Reiki practice can be difficult to explain to people who have not experienced its quiet power. Hawayo Takata, who studied Reiki with its creator, Mikao Usui, and brought it to the United States just after the Second World War, urged people not to try to explain Reiki but to instead place hands on the curious and let them experience it for themselves.

Still, there are times when a brief explanation is necessary, as a prelude to placing hands or as an answer to a question posed via email or social media.

 

So, What is Reiki?

Here in the States, I’ve often heard people describe “doing Reiki” as channeling energy which, to be honest, can be a bit off-putting. Who wants some unidentifiable something channeled into them?

But Reiki is not a thing; it is a practice, one that involves gentle touch. This practice promotes calm and balance, which strengthens the body’s natural healing mechanisms and creates an environment for healing and personal growth.

When I place my hands on a being—human animal or non-human animal—I am holding space for that being to gently release stress and pain, and to rebalance.

It’s exciting to read Nachmanovitch this time through the eyes of not only a writer but a healer. In his chapter, “The Stream,” he talks about the ever-flowing source of all creativity: “this seemingly endless stream of music, dance, imagery, acting, or speech that comes out of us whenever we let it . . . We can choose to tap into it or not tap into it; we can find ourselves unwillingly opened up to it or unwillingly cut off from it. But it’s always there.” (p. 32)

 

Flow?

Let me share a few more of his words:

Spiritual traditions the world over are full of references to this mysterious juice: ch’i in China and ki in Japan . . . kundalini and prana in India; mana in Polynesia . . . The common theme is that the person is a vessel or conduit through which a transpersonal force flows. That force can be enhanced through practice and discipline of various sorts; it can become blocked or bottled up through neglect, poor practice, or fear; it can be used for good or evil; it flows through us, yet we do not own it; it appears as a principal factor in the arts, in healing, in religion. (pp. 32-33)

The ki he refers to above is the second half of the word Reiki.

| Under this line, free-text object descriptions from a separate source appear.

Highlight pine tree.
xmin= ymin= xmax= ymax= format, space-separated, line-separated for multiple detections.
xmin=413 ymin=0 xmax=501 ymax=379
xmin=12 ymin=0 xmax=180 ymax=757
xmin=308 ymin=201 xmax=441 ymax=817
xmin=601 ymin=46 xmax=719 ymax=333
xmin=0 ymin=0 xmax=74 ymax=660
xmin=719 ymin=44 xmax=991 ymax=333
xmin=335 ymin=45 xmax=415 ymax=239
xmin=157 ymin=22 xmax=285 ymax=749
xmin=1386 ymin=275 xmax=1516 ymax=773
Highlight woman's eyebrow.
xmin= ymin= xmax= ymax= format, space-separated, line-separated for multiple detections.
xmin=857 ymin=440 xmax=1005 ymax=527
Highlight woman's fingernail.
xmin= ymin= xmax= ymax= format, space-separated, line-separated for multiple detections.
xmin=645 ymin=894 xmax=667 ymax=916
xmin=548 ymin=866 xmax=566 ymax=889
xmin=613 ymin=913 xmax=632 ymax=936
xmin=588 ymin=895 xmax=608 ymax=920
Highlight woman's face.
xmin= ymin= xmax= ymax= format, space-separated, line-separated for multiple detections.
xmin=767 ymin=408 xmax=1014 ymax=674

The person who is a vessel through which this force flows is you! He’s not referring to a professional practitioner here; he’s referring to all of us—every last one of us. We all have this transpersonal flow (meaning bigger than just one person, beyond the limits of the personal).

The job of the professional Reiki practitioner is not to channel anything into you or chase anything out of you or to manipulate your energy field . . . or perform any other invasive maneuver. The job of the Reiki practitioner is to hold space for you so that you can release pain, release fear, unblock the flow.

And while a quality Reiki practitioner can assist you with unblocking and strengthening the flow of this amazing life force, you can learn to do it yourself as well. A core principle of Reiki practice is self-healing. How brilliant that we can learn to place hands each day, to take time to nurture ourselves, calm our fears, relieve our stress, unblock the flow, and become the fully creative beings our Creator meant for us to be.